Il se re­met donc à ar­pen­ter les ap­pli­ca­tions de ren­contre avec des pro­jets lé­gè­re­ment dif­fé­rents, des vi­sées plus larges et per­mis­sives. Sur Tin­der où, par sou­ci d’éco­no­mie de temps, il a une pro­pen­sion à faire glis­ser la pho­to à gauche dès qu’il y aper­çoit un soup­çon de che­veux gris, il se force à de­ve­nir plus pa­tient et à al­ler lire les pro­fils en pro­fon­deur mal­gré son hé­si­ta­tion ins­tinc­tive. Puis ar­rive ce mo­ment qu’il ap­pré­hende: le pre­mier ren­dez-vous avec un homme mûr de­puis qu’il s’est fixé cet ob­jec­tif. Thier­ry, 45 ans, des mèches grises bien as­su­mées, est lui aus­si in­gé­nieur élec­trique, et il ap­pré­cie de pou­voir par­ler de science et d’af­faires avec lui, com­pa­ra­ti­ve­ment à ses autres dates où il en connais­sait clai­re­ment plus sur la vie que ses jeunes pré­ten­dants. Le sou­per se dé­roule de ma­nière aus­si fluide que leurs échanges vir­tuels, si­non plus. Là aus­si, pro­ba­ble­ment en grande par­tie pour cause d’âge et d’ex­pé­rience: Thier­ry a l’ha­bi­tude des ren­contres, il sait comment le mettre à l’aise, cer­ner son hu­mour, ses su­jets d’échange pré­fé­rés.

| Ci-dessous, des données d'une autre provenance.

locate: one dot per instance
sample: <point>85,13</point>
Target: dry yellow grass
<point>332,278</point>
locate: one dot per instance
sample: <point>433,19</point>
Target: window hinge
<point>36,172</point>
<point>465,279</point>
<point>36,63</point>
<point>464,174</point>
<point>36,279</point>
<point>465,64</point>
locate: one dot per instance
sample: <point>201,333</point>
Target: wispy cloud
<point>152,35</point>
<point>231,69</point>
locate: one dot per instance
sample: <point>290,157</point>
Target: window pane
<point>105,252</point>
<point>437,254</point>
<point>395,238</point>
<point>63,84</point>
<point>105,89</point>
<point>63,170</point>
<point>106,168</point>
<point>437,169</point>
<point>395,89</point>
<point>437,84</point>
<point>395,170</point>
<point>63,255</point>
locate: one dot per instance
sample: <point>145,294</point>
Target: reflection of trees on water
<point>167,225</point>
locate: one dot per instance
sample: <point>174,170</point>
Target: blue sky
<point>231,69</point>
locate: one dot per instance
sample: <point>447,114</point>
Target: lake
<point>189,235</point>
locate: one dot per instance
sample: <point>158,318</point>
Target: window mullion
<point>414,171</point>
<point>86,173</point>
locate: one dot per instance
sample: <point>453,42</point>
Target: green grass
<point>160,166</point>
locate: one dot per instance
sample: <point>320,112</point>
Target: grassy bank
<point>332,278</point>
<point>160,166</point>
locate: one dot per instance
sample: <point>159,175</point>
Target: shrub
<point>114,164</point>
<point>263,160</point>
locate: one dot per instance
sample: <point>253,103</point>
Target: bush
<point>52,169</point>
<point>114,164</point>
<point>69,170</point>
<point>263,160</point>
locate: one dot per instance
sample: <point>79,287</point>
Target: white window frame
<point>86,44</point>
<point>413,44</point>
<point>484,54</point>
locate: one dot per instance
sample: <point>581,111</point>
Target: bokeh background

Jean-Be­noît n’hé­site donc ab­so­lu­ment pas à ré­pondre po­si­ti­ve­ment quand Thier­ry lui pro­pose de conti­nuer la soi­rée chez lui. L’am­biance épu­rée de son condo, re­haus­sée par la mu­sique en­traî­nante et le bon vin qu’il lui sert, le change des ap­par­te­ments aux­quels il est ha­bi­tué. Il se sent plus jeune qu’il ne l’est alors que Thier­ry fait les pre­miers pas pour se rap­pro­cher de lui et l’em­bras­ser, après l’avoir com­pli­men­té sur sa beau­té. Pen­dant le bai­ser même, JeanBe­noît re­marque avec amu­se­ment qu’il ana­lyse l’in­ten­si­té, la confiance et jus­qu’au goût des lèvres pour es­sayer de dé­ter­mi­ner leur dif­fé­rence avec ceux de ses der­niers amants. Il re­part le len­de­main ma­tin sa­tis­fait de sa nuit. Comme pré­vu, il est ras­su­ré sur le fait que l’âge ne le voue­ra pas à une vie sexuelle et émo­tive terne. Il sait que sa pro­chaine ren­contre se­ra im­berbe, mais il se dit que l’al­ter­nance entre les deux pour­rait bien de­ve­nir sa nou­velle norme.